# ANY CHANCE OF A PHOTO GALLERY ON THIS SITE?



## crapgolf (Jul 12, 2009)

Hi Guys ,girls and Moderators,

Now may be Iv missed something but the Forum could really do with a GALLERY I certainly haven't seen enough TTs and there's some blinders about? .
I know there's similar post/threads But a proper gallery with no or limited spill about what happening in the life of the owner?
I cant be the only one who heads for a post with pics on it..

Whats your thoughts Guys after all we all love a picture?

Rich


----------



## andyTT180 (Mar 19, 2010)

I agree I love seeing pictures of TTs


----------



## crapgolf (Jul 12, 2009)

andyTT180 said:


> I agree I love seeing pictures of TTs


Just like your ones today mate ..well done :wink:


----------



## T3RBO (Dec 9, 2003)

The below thread needs a bump with new additions

POST YOUR TT PIC OF THE DAY!!!!


----------



## crapgolf (Jul 12, 2009)

T3RBO said:


> The below thread needs a bump with new additions
> 
> POST YOUR TT PIC OF THE DAY!!!!


Hi T3rbo,
I respect what you post as you have been on here for so long and probably heard it all before but don't you think the " POST YOUR PICS" is a diluted version that often disappears for a week at a time and there's a lot of chat on it once people start exchanging thoughts. Sometimes people just want to sometimes flick?
I'm not saying get rid of anything but have a fixed Gallery every other Forum has one ?
Rich


----------



## Guest (Sep 19, 2010)

"sight"
"die-looted"

? :?

anyway, yeah that thread has millions of pictures to look at, there is also the garage section.


----------



## T3RBO (Dec 9, 2003)

My post was kind of aimed at Andy re today's excellent pictures (plus anyone else who reads this) as loved flicking through new photos on that thread.

Gallery is definitely a good idea mate but no one replied to the below question

viewtopic.php?f=30&t=179362


----------



## Nem (Feb 14, 2005)

manphibian said:


> "sight"
> "die-looted"
> 
> ? :?


I'm glad someone asked :roll: :lol:


----------



## crapgolf (Jul 12, 2009)

Nem said:


> manphibian said:
> 
> 
> > "sight"
> ...


 sorry my spelling/grammar is not up to scratch if it bothers you that much why not ban everyone who miss spells something or have test for newbies, I didn't know you needed qualifications to belong to a little TT forum .
Yet again a senior member belittling someone who hasn't been on here as long goes on a lot ? What ever makes you feel good mate!

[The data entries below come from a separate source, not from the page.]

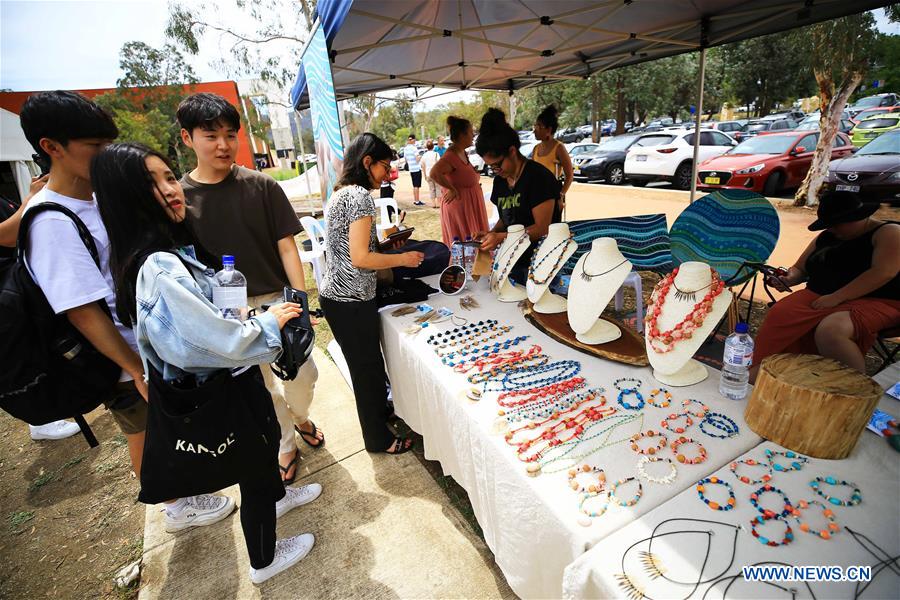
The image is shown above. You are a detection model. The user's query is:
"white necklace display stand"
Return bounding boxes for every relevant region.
[491,225,531,302]
[525,223,578,315]
[568,238,631,345]
[644,262,733,387]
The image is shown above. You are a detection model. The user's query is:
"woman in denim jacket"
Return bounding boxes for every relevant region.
[91,144,322,584]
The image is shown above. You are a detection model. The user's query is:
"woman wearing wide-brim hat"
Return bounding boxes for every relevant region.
[752,192,900,376]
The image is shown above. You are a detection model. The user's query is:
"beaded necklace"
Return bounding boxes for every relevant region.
[539,408,644,473]
[497,377,587,408]
[792,500,841,540]
[809,477,862,506]
[697,476,737,510]
[528,235,575,285]
[491,230,528,291]
[492,360,581,390]
[499,388,606,423]
[613,377,644,410]
[644,267,725,354]
[468,354,550,385]
[637,456,678,485]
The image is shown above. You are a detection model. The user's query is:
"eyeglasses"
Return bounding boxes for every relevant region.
[485,156,506,171]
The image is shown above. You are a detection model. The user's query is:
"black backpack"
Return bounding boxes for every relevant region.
[0,202,122,446]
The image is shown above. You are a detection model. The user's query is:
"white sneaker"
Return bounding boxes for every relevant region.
[275,483,322,518]
[28,421,81,440]
[166,494,236,533]
[250,533,316,585]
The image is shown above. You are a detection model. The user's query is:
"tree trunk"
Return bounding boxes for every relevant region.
[794,72,863,206]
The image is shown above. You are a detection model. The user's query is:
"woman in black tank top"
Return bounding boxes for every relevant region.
[753,192,900,374]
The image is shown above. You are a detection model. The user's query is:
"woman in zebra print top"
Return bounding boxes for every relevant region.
[319,133,425,454]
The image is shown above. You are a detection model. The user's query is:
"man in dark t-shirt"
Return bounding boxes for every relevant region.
[177,93,325,485]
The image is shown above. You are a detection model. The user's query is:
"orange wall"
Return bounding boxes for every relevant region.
[0,81,256,170]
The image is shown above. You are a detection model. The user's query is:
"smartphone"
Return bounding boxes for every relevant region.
[284,286,312,329]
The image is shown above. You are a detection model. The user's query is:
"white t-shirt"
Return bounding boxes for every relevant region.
[419,150,441,179]
[25,188,138,381]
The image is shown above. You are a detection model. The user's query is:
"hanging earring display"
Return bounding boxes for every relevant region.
[631,429,668,455]
[750,515,794,546]
[647,388,672,408]
[671,436,706,465]
[660,413,694,433]
[792,500,841,540]
[609,477,644,506]
[697,477,737,510]
[809,477,862,506]
[729,458,772,485]
[681,398,709,419]
[569,465,606,494]
[613,377,644,410]
[637,456,678,485]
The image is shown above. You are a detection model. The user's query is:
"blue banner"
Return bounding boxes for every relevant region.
[303,27,344,207]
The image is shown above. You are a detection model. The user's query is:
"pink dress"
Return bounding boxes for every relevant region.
[441,150,488,246]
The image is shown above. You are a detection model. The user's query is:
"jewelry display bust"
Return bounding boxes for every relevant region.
[567,238,631,345]
[491,225,531,302]
[525,223,578,315]
[644,261,733,387]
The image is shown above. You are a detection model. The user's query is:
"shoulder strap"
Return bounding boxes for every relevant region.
[16,202,100,269]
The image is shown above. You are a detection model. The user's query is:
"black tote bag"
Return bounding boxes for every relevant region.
[138,366,284,504]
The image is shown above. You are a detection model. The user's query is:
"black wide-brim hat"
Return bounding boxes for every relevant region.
[809,192,880,231]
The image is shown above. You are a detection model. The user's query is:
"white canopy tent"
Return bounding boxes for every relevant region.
[0,108,39,206]
[291,0,890,202]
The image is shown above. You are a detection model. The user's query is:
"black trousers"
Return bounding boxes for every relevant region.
[239,482,276,569]
[319,296,394,452]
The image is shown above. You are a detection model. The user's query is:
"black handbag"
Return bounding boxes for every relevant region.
[138,366,284,504]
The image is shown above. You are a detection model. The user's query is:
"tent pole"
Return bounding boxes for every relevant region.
[690,47,706,202]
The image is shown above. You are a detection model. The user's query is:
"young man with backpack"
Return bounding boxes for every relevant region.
[20,91,235,532]
[177,93,325,485]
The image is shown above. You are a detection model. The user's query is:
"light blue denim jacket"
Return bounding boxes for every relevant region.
[134,247,281,381]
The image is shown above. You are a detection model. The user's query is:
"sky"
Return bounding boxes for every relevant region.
[0,0,900,110]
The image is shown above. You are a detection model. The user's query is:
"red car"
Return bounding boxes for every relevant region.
[697,131,853,196]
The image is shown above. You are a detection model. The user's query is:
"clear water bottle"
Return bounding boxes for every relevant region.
[463,235,478,278]
[213,254,247,321]
[719,323,753,400]
[450,237,463,266]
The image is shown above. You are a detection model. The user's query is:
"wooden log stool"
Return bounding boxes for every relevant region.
[744,354,883,459]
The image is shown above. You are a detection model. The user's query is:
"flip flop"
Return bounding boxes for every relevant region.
[294,419,325,448]
[278,450,300,486]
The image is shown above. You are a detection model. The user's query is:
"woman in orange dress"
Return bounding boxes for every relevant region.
[751,192,900,378]
[428,116,489,246]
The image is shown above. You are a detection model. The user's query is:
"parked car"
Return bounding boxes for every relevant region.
[850,113,900,148]
[572,134,641,185]
[797,115,855,133]
[697,130,853,196]
[850,105,900,124]
[625,129,737,190]
[734,119,797,142]
[825,130,900,206]
[566,142,600,160]
[556,127,587,144]
[700,120,747,133]
[847,93,900,117]
[466,146,489,175]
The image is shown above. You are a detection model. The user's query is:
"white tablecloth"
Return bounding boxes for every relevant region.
[381,278,761,598]
[564,367,900,600]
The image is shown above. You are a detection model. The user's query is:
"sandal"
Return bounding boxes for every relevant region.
[294,419,325,448]
[382,436,415,455]
[278,450,300,486]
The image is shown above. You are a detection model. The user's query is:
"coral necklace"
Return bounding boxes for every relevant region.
[644,268,725,354]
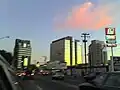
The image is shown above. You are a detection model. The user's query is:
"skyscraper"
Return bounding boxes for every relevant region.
[50,36,82,66]
[88,40,107,66]
[14,39,31,69]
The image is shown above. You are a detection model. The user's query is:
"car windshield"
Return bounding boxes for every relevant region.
[0,0,120,90]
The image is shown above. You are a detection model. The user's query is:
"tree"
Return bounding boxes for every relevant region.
[0,50,13,65]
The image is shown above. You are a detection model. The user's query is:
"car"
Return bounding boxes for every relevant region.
[52,72,64,80]
[79,72,120,90]
[23,70,34,80]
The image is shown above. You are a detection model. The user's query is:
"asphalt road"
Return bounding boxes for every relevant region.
[19,75,83,90]
[35,76,85,90]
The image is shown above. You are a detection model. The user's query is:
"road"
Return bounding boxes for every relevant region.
[20,76,82,90]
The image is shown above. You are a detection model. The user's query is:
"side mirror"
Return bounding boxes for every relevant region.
[79,86,103,90]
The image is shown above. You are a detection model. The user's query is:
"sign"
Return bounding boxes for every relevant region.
[105,27,116,35]
[107,44,117,47]
[113,56,120,71]
[105,27,117,47]
[105,35,116,40]
[106,40,116,44]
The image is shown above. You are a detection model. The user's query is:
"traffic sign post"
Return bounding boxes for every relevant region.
[105,27,117,72]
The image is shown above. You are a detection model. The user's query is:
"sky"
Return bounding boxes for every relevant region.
[0,0,120,60]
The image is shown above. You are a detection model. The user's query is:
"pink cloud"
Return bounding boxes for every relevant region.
[55,2,113,30]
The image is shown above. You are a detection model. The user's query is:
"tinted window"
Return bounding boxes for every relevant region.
[93,74,107,84]
[104,74,120,87]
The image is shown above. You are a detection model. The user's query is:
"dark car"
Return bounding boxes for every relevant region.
[52,72,64,80]
[84,72,101,82]
[79,72,120,90]
[23,70,34,80]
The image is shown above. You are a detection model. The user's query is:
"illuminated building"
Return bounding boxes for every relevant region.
[50,36,82,66]
[88,40,107,66]
[14,39,31,69]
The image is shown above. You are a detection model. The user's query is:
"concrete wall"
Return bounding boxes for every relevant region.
[50,40,64,61]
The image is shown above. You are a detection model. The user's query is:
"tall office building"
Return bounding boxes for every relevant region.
[50,36,82,66]
[14,39,31,69]
[88,40,107,66]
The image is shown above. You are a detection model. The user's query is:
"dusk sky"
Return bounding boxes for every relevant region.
[0,0,120,60]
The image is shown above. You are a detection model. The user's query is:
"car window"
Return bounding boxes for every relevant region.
[104,74,120,87]
[93,74,107,85]
[0,76,7,90]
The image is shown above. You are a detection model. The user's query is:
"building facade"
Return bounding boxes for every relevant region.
[14,39,31,69]
[88,40,107,66]
[50,36,82,66]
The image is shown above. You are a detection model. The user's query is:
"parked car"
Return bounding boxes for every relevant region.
[52,72,64,80]
[79,72,120,90]
[23,70,34,80]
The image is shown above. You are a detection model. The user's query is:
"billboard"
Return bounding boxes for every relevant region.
[105,27,117,47]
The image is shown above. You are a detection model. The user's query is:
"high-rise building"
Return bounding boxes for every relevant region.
[50,36,82,66]
[14,39,31,69]
[88,40,107,66]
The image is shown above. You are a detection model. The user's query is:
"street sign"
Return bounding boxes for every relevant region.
[107,44,117,47]
[105,35,116,40]
[105,27,116,35]
[106,40,116,44]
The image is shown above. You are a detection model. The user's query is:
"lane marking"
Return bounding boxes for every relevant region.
[52,80,78,88]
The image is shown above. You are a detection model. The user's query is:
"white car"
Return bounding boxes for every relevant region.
[52,72,64,80]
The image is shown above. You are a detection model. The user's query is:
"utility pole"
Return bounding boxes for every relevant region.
[81,33,90,73]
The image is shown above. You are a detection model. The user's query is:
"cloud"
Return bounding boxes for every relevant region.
[55,2,119,30]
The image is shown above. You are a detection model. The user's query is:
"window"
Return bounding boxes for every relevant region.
[104,74,120,87]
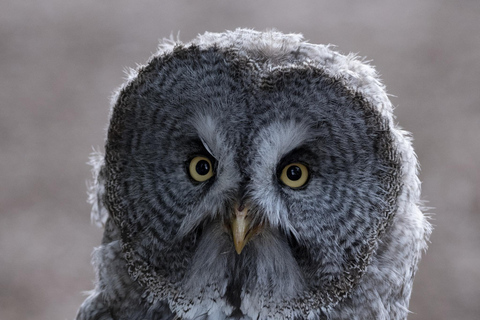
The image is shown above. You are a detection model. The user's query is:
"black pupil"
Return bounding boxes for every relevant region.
[195,160,210,176]
[287,166,302,181]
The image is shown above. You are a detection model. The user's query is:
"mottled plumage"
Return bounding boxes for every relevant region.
[77,29,430,320]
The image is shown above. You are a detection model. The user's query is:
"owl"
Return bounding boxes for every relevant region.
[77,29,431,320]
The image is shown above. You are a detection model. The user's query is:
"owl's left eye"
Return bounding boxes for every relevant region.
[188,156,213,182]
[280,162,308,189]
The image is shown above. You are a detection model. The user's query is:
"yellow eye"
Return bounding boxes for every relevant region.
[188,156,213,182]
[280,162,308,189]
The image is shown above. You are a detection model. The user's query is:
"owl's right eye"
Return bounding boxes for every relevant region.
[188,156,213,182]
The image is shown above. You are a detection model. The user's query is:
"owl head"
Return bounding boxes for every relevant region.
[83,29,430,319]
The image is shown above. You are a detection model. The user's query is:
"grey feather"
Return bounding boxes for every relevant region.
[77,29,431,320]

If a moderator had bothered to answer the first post I wouldn't have had to enquire again makes for a boring forum keep reading repeat things ?.

Its just about enough to put me off coming on here shame I don't think IL bother anymore :? .


----------



## Nem (Feb 14, 2005)

To be honest from reading your initial post and the one above I can't see any issue with your spelling or grammar at all, and the two words pointed out seemed almost deliberately misspelt for effect.

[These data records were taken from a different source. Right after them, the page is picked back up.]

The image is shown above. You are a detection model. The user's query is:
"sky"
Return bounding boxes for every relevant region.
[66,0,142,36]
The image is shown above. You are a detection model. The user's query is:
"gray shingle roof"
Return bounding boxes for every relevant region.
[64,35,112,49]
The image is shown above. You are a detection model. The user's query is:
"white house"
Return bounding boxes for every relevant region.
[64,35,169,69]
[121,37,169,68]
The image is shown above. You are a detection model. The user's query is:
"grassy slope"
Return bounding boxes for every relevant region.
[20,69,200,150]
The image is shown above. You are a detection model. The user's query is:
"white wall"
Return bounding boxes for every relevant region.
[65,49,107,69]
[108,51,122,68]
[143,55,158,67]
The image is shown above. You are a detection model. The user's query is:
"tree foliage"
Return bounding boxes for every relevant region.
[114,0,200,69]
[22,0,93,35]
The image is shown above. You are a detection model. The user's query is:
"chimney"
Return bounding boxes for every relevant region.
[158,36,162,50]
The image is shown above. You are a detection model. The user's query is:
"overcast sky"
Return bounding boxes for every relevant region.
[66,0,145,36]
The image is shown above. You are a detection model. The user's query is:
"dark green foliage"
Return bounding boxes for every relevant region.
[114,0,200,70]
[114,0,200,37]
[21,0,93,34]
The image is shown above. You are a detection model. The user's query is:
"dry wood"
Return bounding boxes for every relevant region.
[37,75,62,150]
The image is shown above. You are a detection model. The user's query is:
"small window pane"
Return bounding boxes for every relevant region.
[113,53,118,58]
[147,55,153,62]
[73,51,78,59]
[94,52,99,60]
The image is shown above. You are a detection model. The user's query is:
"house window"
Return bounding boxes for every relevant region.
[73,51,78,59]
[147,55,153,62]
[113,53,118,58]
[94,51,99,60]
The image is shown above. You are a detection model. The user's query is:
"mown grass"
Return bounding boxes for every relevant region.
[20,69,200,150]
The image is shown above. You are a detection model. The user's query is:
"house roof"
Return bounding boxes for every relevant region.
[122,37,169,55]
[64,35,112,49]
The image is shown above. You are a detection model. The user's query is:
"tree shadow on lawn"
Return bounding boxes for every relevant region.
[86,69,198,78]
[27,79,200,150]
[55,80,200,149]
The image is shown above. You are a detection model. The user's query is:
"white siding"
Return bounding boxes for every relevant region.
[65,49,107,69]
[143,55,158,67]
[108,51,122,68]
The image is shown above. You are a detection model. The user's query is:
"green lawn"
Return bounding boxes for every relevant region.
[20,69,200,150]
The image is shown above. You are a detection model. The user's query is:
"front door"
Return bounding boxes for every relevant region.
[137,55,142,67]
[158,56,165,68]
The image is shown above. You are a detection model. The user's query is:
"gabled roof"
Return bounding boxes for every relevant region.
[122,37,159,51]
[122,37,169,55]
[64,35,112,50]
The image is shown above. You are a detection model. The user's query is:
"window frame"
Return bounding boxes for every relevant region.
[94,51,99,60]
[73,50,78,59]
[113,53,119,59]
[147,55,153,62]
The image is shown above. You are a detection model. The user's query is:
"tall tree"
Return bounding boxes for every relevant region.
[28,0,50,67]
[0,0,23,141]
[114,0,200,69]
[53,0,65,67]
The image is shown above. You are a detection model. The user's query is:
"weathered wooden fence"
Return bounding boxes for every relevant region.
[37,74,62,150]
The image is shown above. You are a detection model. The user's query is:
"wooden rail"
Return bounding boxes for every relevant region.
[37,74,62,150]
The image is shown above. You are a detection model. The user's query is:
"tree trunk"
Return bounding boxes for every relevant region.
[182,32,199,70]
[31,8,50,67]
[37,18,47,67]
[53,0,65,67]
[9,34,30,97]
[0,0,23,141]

If that's not the case then accept my apologies, certainly wasn't trying to pick fault.


----------



## stevebeechTA (May 16, 2009)

Don't worry about comments made about spelling mate. I don't just :lol: it of I am as bad as it gets when it comes to spelling, as I am dyslexic. some peeps are a bit anal about it but there again its there thing every one to there own thing. its not there fault and i don't think thy mean to cause offence.


----------



## les (Jul 24, 2006)

stevebeechTA said:


> Don't worry about comments made about spelling mate. I don't just :lol: it of I am as bad as it gets when it comes to spelling, as I am dyslexic. some peeps are a bit anal about it but there again its there thing every one to there own thing. its not there fault and i don't think thy mean to cause offence.


Well from some of the posts I have seen complaining about miss spellings and grammar I think they do mean to cause offence with their name calling etc. :roll: But don't worry about it as you say let them have their little bitch. :wink:


----------



## kmpowell (May 6, 2002)

T3RBO said:


> Gallery is definitely a good idea mate but no one replied to the below question
> 
> viewtopic.php?f=30&t=179362


A good point, well made. We're always taking on people's comments and actually have a gallery in Dev ready to go if people want it?


----------



## tony_rigby_uk (Nov 27, 2008)

kmpowell said:


> A good point, well made. We're always taking on people's comments and actually have a gallery in Dev ready to go if people want it?


WE WANT IT


----------



## kmpowell (May 6, 2002)

tony_rigby_uk said:


> kmpowell said:
> 
> 
> > A good point, well made. We're always taking on people's comments and actually have a gallery in Dev ready to go if people want it?
> ...


Ok - I've had a chat with Jae and it should be live by the end of the week.


----------



## T3RBO (Dec 9, 2003)

Nice one... no chat, just drool [smiley=thumbsup.gif]


----------



## Charlie (Dec 15, 2006)

T3RBO said:


> Nice one... no chat, just drool [smiley=thumbsup.gif]


If only  people will always post opinions on pics and then it turns into a conversation.

It may be useful to start the thread with the rule in place that any post not containing a picture will be deleted  that way it will be a drool fest rather than chitter chatter

Charlie


----------



## T3RBO (Dec 9, 2003)

Believe it will be a gallery like the below, which just has a comments option

http://www.a1-forum.co.uk/a1forum/gallery/index.php


----------



## kmpowell (May 6, 2002)

Working on this now - should be up soon.


----------



## kmpowell (May 6, 2002)

Done - see HERE.


----------